Углубившись в это, Света непременно ушла бы в депрессию, но рядом всегда находилась Лена, которая тут же вытягивала ее из небытия, едва не ставшим пропастью. Но это хорошо, что сердце Светланы работало через боль. Потому что сначала эта боль поглотит в себя всё уставшее от мучительных терзаний существо, затем превратится в ненависть, и уже потом – в равнодушие. И только последнее поможет беспристрастно решить все проблемы и начать новую жизнь. Но путь к этому не такой уж и быстрый.

И поступок Марка ускорил её движение вперёд. Да, он стал в сознании верной Светы фатальным и необратимым для продолжения совместной жизни. Поэтому и боль, и ненависть, и равнодушие ускоренными темпами проходили в душе пункты своего назначения и достаточно быстро привели ее к мысли – «пора кончать этот спектакль».

Удивляясь собственному спокойствию, с которым Светлана пришла в родные стены прощаться с Марком, она окинула взглядом обстановку. Нет. До конца боль и ненависть не оставили ее – смешанный приторно-табачный запах его одеколона и духов подруги заставили вновь почувствовать пробежавший по телу лёгкий озноб и тошноту. Причиной этого стало нежелание видеть физиономию, отнявшую у нее пять лет жизни, которые можно было провести совершенно иначе… в поисках истинного счастья, а не притворного.

Света присела на табурет в кухне, чувствуя себя абсолютно чужой среди этих вещей, принадлежащих малознакомому человеку.

Щелчок открывающегося замка заставил её успокоиться и настроиться на беспристрастный разговор, в котором место должно отдаваться только фактам, действиям и последствиям. Но никак не чувствам.

Увидев ее сидящей в кухне у окна и горькой улыбкой встречающей его, Марк засиял, потом изобразил на лице серьёзность и бросил ключи на трюмо. Терпеливо ожидая его суету в ванной с мытьём рук, переодеванием и, наконец, с попыткой заварить им обоим чай, она молчала, продолжая сверлить его неизменным взглядом.

– Может, заговорим, в конце концов? – хриплым голосом спросил он, взяв на себя смелость обернуться.

Она с равнодушием пожала плечами:

– Давай.

– Я обрывал твой телефон, ты видела? Трудно не заметить… Сегодня посчитал даже – сорок пять раз набирал тебя.

– Первые две недели, – с упрёком указала она.

– Мало, да? – в глазах мелькнул искромётный гнев. – Что ещё нужно было?

– Ещё нужно было хранить верность, к примеру, – ухмыльнулась она.

– Ты меня хочешь упрекнуть в неверности? – внезапно воскликнул он. – Ты где была этот месяц, Света?

– У самого близкого мне человека, который открыл глаза на многие вещи, – спокойно отвечала она.

– Правда, что ли?
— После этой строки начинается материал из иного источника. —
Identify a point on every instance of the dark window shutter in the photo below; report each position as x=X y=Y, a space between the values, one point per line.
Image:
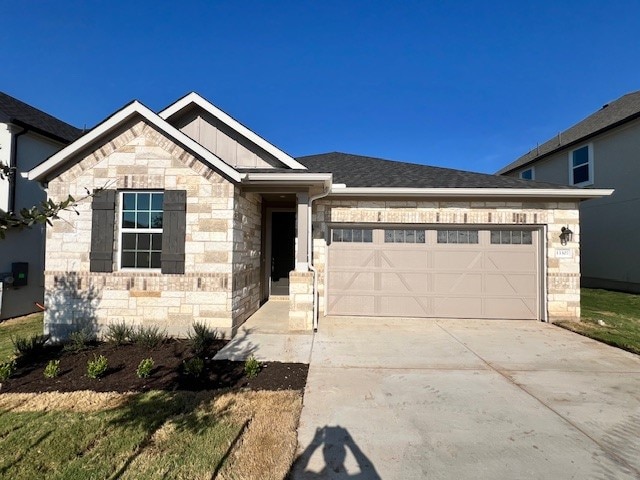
x=174 y=228
x=102 y=223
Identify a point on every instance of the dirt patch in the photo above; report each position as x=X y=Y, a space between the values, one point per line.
x=168 y=373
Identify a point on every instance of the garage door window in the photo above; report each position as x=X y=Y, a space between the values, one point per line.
x=458 y=236
x=511 y=237
x=352 y=235
x=404 y=236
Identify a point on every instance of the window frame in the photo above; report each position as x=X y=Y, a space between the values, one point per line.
x=122 y=230
x=530 y=169
x=590 y=179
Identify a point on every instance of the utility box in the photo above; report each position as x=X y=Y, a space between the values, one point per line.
x=20 y=272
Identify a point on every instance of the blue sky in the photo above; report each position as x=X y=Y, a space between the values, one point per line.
x=469 y=85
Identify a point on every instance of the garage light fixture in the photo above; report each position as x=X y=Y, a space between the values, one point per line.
x=566 y=235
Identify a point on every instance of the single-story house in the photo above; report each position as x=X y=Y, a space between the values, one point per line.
x=198 y=218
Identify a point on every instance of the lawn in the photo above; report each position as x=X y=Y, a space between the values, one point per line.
x=181 y=435
x=610 y=317
x=26 y=327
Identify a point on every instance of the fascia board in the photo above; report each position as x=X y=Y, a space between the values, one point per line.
x=194 y=98
x=119 y=117
x=575 y=193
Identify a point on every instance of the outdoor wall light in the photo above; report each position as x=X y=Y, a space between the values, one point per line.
x=566 y=235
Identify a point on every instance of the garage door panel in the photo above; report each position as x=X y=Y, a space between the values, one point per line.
x=481 y=280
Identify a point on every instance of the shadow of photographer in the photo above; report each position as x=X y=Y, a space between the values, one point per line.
x=336 y=443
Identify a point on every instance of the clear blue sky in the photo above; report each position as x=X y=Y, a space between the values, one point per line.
x=469 y=85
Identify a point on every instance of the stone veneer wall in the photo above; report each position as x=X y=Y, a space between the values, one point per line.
x=140 y=157
x=563 y=274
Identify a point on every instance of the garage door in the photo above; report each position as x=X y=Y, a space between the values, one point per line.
x=434 y=272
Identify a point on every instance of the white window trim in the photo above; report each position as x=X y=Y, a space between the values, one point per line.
x=122 y=230
x=589 y=164
x=533 y=173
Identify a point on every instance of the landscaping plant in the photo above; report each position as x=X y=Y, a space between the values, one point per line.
x=194 y=366
x=52 y=370
x=145 y=367
x=118 y=333
x=252 y=367
x=149 y=337
x=97 y=367
x=7 y=369
x=201 y=337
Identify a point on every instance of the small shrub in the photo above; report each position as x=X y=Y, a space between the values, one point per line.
x=97 y=367
x=201 y=338
x=193 y=366
x=78 y=340
x=52 y=370
x=149 y=337
x=7 y=369
x=252 y=367
x=26 y=346
x=118 y=333
x=145 y=367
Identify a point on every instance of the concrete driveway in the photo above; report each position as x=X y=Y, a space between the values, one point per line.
x=456 y=399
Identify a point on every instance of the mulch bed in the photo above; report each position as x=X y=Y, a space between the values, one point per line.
x=168 y=373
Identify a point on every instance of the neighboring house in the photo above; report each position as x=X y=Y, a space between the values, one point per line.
x=27 y=137
x=202 y=220
x=601 y=151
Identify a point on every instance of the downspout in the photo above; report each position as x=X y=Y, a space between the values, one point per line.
x=310 y=255
x=13 y=168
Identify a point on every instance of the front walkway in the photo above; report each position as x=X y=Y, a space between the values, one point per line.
x=412 y=399
x=266 y=336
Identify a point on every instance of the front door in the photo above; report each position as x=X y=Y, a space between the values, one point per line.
x=283 y=232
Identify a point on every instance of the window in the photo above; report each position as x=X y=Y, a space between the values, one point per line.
x=404 y=236
x=457 y=236
x=528 y=174
x=581 y=166
x=141 y=229
x=511 y=237
x=352 y=235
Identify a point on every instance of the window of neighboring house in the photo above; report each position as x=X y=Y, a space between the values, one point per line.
x=581 y=166
x=141 y=229
x=528 y=174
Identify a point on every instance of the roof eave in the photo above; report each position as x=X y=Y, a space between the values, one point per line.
x=572 y=193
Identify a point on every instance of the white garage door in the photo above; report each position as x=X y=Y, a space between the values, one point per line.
x=434 y=272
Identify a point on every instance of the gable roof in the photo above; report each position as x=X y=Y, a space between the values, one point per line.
x=193 y=99
x=19 y=113
x=129 y=111
x=611 y=115
x=361 y=171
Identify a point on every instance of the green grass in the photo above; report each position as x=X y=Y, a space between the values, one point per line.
x=154 y=435
x=26 y=327
x=610 y=317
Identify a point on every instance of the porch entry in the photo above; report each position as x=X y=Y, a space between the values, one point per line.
x=282 y=250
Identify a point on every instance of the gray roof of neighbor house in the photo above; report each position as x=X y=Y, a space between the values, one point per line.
x=361 y=171
x=611 y=115
x=14 y=111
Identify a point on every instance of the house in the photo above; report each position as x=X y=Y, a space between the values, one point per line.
x=27 y=137
x=197 y=218
x=601 y=151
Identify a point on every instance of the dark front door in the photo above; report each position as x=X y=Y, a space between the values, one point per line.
x=283 y=231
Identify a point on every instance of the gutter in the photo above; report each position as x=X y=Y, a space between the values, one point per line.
x=13 y=168
x=324 y=193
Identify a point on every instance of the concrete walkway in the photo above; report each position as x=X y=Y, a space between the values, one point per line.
x=460 y=399
x=266 y=336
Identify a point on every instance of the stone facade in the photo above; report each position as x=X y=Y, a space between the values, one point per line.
x=562 y=274
x=220 y=286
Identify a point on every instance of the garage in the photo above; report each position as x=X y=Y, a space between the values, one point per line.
x=429 y=271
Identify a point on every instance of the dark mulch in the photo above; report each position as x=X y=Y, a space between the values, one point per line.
x=168 y=373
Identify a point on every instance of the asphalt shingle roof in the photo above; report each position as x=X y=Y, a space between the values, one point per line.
x=14 y=111
x=622 y=110
x=360 y=171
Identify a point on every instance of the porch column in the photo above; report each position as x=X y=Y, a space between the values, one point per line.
x=302 y=227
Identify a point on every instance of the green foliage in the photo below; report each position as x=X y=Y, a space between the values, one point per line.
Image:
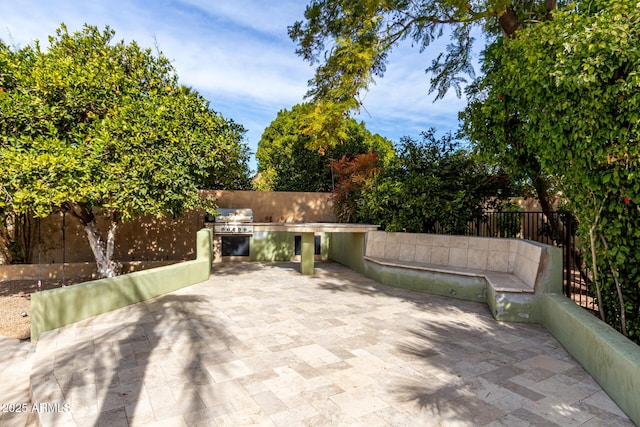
x=106 y=125
x=566 y=93
x=433 y=186
x=354 y=177
x=92 y=125
x=288 y=160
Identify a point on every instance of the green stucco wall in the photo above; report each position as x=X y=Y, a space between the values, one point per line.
x=348 y=249
x=611 y=359
x=58 y=307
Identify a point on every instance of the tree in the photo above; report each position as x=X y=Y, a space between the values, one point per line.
x=434 y=186
x=286 y=161
x=98 y=128
x=566 y=91
x=351 y=41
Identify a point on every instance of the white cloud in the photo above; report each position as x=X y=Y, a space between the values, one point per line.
x=238 y=55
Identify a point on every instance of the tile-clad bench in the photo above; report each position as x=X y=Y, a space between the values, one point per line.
x=508 y=274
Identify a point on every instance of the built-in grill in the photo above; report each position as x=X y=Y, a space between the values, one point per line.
x=232 y=222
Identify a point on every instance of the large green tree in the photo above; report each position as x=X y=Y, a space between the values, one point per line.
x=289 y=160
x=102 y=128
x=433 y=186
x=351 y=42
x=567 y=93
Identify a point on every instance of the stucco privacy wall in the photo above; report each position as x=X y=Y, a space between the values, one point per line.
x=58 y=307
x=611 y=359
x=166 y=239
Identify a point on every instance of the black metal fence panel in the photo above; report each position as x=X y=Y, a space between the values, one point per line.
x=556 y=228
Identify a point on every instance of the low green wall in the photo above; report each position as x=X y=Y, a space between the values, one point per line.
x=58 y=307
x=611 y=359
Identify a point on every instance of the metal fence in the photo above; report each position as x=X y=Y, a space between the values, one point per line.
x=553 y=228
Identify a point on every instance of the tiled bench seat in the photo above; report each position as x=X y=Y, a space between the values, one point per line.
x=507 y=274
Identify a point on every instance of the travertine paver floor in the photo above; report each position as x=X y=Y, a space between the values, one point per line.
x=16 y=358
x=261 y=344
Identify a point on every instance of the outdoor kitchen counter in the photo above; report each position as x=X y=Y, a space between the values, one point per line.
x=307 y=230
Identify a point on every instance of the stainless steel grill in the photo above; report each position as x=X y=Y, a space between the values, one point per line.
x=233 y=222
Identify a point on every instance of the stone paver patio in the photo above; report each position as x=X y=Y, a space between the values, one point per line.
x=261 y=344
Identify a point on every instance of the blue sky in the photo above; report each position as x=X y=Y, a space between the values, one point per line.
x=237 y=54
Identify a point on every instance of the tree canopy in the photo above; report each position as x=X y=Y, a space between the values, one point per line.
x=351 y=43
x=566 y=93
x=94 y=126
x=287 y=161
x=557 y=103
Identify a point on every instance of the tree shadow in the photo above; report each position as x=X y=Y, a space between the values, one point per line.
x=143 y=362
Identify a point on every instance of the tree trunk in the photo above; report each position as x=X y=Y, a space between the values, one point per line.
x=509 y=22
x=102 y=250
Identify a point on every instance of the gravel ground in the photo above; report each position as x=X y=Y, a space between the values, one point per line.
x=15 y=299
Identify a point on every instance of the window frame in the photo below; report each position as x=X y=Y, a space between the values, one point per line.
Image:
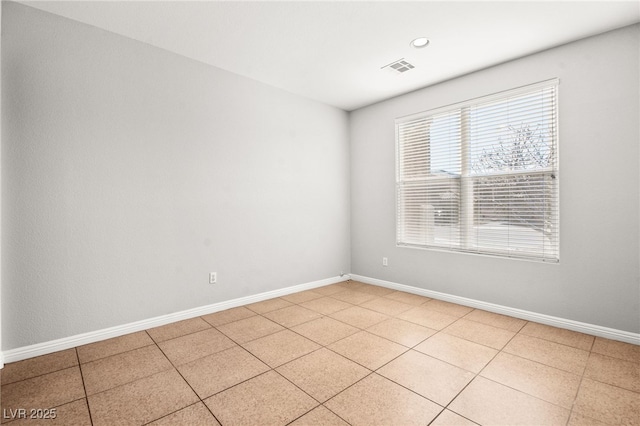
x=466 y=202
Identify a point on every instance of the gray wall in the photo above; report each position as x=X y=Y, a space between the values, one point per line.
x=597 y=280
x=129 y=173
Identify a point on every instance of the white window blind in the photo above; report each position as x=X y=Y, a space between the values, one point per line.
x=482 y=176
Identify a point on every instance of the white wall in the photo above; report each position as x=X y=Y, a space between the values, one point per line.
x=597 y=280
x=129 y=173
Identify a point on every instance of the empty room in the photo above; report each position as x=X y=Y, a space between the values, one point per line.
x=320 y=213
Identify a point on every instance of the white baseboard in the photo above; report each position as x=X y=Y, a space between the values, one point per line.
x=44 y=348
x=595 y=330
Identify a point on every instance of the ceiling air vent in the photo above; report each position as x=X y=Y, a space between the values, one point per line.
x=399 y=66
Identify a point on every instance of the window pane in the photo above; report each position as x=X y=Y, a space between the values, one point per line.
x=512 y=135
x=481 y=177
x=430 y=212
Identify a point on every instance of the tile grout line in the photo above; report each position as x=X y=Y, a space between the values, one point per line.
x=86 y=397
x=190 y=387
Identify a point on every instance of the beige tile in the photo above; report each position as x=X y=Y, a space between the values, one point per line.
x=614 y=371
x=615 y=349
x=408 y=298
x=375 y=290
x=378 y=401
x=549 y=353
x=117 y=345
x=74 y=413
x=248 y=329
x=325 y=330
x=449 y=418
x=302 y=296
x=459 y=352
x=359 y=317
x=353 y=296
x=496 y=320
x=177 y=329
x=547 y=383
x=400 y=331
x=427 y=376
x=427 y=317
x=326 y=305
x=116 y=370
x=448 y=308
x=292 y=316
x=328 y=290
x=367 y=349
x=268 y=399
x=480 y=333
x=490 y=403
x=278 y=348
x=48 y=390
x=196 y=414
x=558 y=335
x=319 y=416
x=386 y=306
x=141 y=401
x=269 y=305
x=38 y=366
x=608 y=404
x=323 y=374
x=196 y=345
x=228 y=315
x=578 y=419
x=217 y=372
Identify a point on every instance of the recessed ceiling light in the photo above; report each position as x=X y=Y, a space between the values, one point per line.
x=420 y=42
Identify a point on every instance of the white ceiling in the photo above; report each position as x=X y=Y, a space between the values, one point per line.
x=333 y=51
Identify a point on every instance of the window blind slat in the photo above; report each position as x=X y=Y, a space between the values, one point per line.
x=488 y=186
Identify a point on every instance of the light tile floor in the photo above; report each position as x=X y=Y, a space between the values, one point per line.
x=347 y=353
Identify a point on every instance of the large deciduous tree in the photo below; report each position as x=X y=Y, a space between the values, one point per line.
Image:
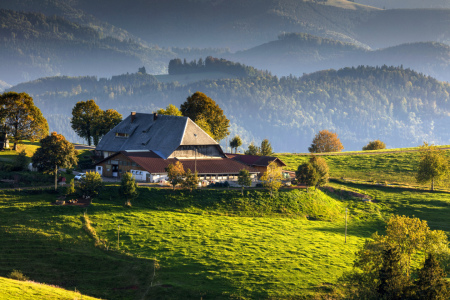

Может, познакомишь?

– Ты знаком с этим человеком, – улыбалась Света. – Очень хорошо.

– Ах, вот как! – удивительно, но сейчас она видела в его глазах ревность, и тут же погасила вспыхнувшую надежду Лениными словами: ревность – это не проявление любви, а чувство собственности. – И кто же это?

Света пропустила мимо ушей его слова, ибо сейчас ее занимал один истошный вопрос, звучащий эхом в мыслях: что я в нем нашла? Смазливая девчачья внешность, невероятная худоба, противное жеманство – перед ней будто стоял чужой человек, которого она видела впервые. Это после пяти лет совместной жизни!

– Это Лена, – сказала она и вновь улыбнулась. Улыбнулась не ему, а своему прозрению.

С удивлением сощурившись, он, очевидно, пытался уложить услышанное в голове.

– Странно, что ты вдруг решила прислушаться к ней.

– Ничего странного. Я счастлива, что все случилось именно так. Теперь я вернула сестру и обрела свободу.

– Свободу? – он с гневом скривился. – Это что ты имеешь в виду? Я не собираюсь с тобой разводиться!